She was concerned that if K was still using illegal drugs, this could cause M to relapse and vice versa. She was worried that the mother’s hair strand test showed that there could have been drug misuse during the time that O and P had been in her care. She was concerned about the previous history of domestic abuse. She was troubled that the mother had not sounded very committed to the relationship with M in her oral evidence, and was worried about what would happen if the relationship breaks down, as it has before. She said the concerns about the mother are so significant in this case that it was unlikely that any future parenting assessment of the mother with M would be positive. She did commend M, though, for making changes to his life, but she did not get the sense that he was enough of a protective factor to outweigh the concerns that exist in respect of K.

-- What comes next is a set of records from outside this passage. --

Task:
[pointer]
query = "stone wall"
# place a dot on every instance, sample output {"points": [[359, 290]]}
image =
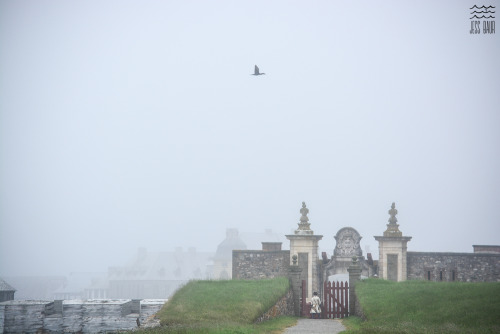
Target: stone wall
{"points": [[259, 264], [75, 316], [283, 307], [463, 267]]}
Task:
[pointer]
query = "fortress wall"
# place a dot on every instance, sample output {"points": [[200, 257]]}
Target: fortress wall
{"points": [[463, 267], [259, 264]]}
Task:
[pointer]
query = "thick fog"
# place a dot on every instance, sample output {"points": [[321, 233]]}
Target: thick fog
{"points": [[127, 124]]}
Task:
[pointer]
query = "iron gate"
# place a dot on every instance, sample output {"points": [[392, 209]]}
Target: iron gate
{"points": [[335, 300]]}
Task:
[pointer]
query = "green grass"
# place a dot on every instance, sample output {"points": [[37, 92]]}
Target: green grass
{"points": [[426, 307], [223, 307]]}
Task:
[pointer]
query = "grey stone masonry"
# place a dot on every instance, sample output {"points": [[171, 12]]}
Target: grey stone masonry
{"points": [[75, 316], [259, 264], [463, 267]]}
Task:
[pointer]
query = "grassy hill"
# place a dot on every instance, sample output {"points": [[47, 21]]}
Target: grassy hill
{"points": [[223, 307], [427, 307]]}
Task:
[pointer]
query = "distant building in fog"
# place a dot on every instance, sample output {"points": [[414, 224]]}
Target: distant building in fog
{"points": [[6, 291], [157, 274], [222, 264]]}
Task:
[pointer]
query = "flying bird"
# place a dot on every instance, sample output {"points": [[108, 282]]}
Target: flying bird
{"points": [[256, 71]]}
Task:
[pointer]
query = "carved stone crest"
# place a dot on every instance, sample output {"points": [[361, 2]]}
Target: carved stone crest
{"points": [[347, 243]]}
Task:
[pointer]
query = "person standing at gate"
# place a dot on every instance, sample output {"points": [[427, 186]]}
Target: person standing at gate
{"points": [[315, 306]]}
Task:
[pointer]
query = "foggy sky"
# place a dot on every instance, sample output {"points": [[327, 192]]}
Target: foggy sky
{"points": [[127, 124]]}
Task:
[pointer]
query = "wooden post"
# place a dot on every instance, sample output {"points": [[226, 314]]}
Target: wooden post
{"points": [[354, 276]]}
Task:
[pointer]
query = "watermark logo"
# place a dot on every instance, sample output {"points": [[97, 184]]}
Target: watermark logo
{"points": [[482, 17]]}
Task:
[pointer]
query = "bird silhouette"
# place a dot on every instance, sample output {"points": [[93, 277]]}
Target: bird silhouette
{"points": [[256, 71]]}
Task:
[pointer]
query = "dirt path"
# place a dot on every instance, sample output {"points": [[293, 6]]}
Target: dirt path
{"points": [[316, 326]]}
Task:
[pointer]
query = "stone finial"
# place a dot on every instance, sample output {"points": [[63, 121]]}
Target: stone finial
{"points": [[392, 227], [304, 221], [393, 212]]}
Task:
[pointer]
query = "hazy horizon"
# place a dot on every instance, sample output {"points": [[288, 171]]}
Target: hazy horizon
{"points": [[127, 124]]}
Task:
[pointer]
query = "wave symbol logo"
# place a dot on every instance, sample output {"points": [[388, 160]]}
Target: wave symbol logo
{"points": [[482, 10]]}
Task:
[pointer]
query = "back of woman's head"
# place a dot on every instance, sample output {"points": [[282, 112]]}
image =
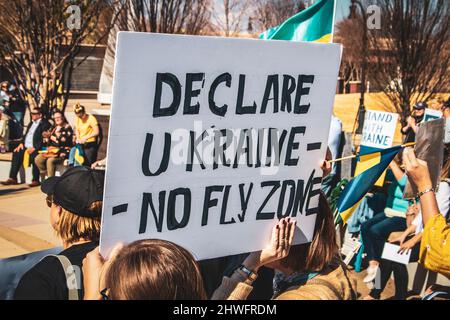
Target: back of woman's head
{"points": [[318, 254], [154, 270]]}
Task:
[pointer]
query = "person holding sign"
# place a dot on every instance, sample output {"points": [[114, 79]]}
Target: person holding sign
{"points": [[435, 244], [309, 271], [75, 202], [413, 121]]}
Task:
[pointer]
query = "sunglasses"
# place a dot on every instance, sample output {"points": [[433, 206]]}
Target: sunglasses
{"points": [[49, 201]]}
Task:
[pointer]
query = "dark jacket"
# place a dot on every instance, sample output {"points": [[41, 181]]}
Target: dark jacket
{"points": [[38, 141]]}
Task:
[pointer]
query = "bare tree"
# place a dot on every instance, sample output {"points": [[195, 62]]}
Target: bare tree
{"points": [[410, 54], [270, 13], [228, 17], [168, 16], [349, 34], [39, 40]]}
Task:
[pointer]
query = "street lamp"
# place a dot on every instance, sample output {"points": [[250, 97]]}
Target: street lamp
{"points": [[362, 108]]}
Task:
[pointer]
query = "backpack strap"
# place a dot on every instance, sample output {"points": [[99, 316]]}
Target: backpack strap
{"points": [[70, 274]]}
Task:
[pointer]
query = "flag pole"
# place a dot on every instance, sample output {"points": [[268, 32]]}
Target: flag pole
{"points": [[409, 144]]}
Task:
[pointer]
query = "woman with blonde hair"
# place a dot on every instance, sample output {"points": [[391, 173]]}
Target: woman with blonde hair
{"points": [[75, 202], [143, 270]]}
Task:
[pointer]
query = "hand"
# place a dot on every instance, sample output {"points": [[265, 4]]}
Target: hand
{"points": [[94, 271], [278, 248], [98, 163], [407, 246], [393, 164], [19, 147], [416, 170], [325, 164], [399, 239]]}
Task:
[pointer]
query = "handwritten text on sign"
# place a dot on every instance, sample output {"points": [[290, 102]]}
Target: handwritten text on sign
{"points": [[212, 139], [379, 129]]}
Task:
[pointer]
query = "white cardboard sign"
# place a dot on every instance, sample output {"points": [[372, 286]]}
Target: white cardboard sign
{"points": [[196, 127], [390, 252], [379, 129]]}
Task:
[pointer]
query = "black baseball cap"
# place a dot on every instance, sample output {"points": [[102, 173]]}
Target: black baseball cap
{"points": [[76, 189], [420, 106]]}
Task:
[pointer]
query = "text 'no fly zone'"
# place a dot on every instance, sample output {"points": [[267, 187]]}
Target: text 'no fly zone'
{"points": [[229, 149]]}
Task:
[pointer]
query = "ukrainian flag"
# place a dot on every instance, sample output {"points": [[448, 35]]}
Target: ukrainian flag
{"points": [[375, 164], [312, 24]]}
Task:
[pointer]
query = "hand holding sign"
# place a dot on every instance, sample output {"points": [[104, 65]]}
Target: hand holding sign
{"points": [[281, 240]]}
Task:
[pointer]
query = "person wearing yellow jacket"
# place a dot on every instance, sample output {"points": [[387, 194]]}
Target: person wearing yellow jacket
{"points": [[435, 244]]}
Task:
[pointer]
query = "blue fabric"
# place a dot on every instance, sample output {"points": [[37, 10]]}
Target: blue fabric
{"points": [[362, 183], [72, 161], [358, 261], [370, 205], [376, 231], [395, 195]]}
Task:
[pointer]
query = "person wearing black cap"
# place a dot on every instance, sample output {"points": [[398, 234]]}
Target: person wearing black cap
{"points": [[413, 122], [75, 200]]}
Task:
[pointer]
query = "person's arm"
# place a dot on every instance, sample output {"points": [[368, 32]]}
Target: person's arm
{"points": [[419, 175], [238, 286], [411, 229], [405, 247], [396, 170]]}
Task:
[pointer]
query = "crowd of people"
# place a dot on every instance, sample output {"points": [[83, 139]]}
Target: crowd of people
{"points": [[46, 142], [159, 269]]}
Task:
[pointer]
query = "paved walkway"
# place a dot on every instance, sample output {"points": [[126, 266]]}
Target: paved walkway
{"points": [[24, 221]]}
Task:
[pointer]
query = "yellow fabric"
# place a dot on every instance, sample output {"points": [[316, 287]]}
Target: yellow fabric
{"points": [[367, 162], [78, 157], [324, 39], [435, 246], [26, 159], [86, 128]]}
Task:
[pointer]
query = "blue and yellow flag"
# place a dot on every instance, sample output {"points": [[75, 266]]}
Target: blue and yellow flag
{"points": [[375, 164], [312, 24]]}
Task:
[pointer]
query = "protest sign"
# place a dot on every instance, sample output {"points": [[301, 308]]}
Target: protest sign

With regards to K, the Guardian was pleased to hear she was seeking help from Mind, but that does not seem to be the in-depth therapeutic support that she needs to get over her past traumas. She is concerned that K has not engaged in substance misuse support or domestic abuse support; that she has moved from one abusive relationship with M, to another with R to another with Q and that she is now back with M; that the mother has shown how vulnerable she is in those relationships; that there is the past history of domestic abuse with M and that Dr Campbell has assessed the mother to have low self-esteem and to not rely on supportive people.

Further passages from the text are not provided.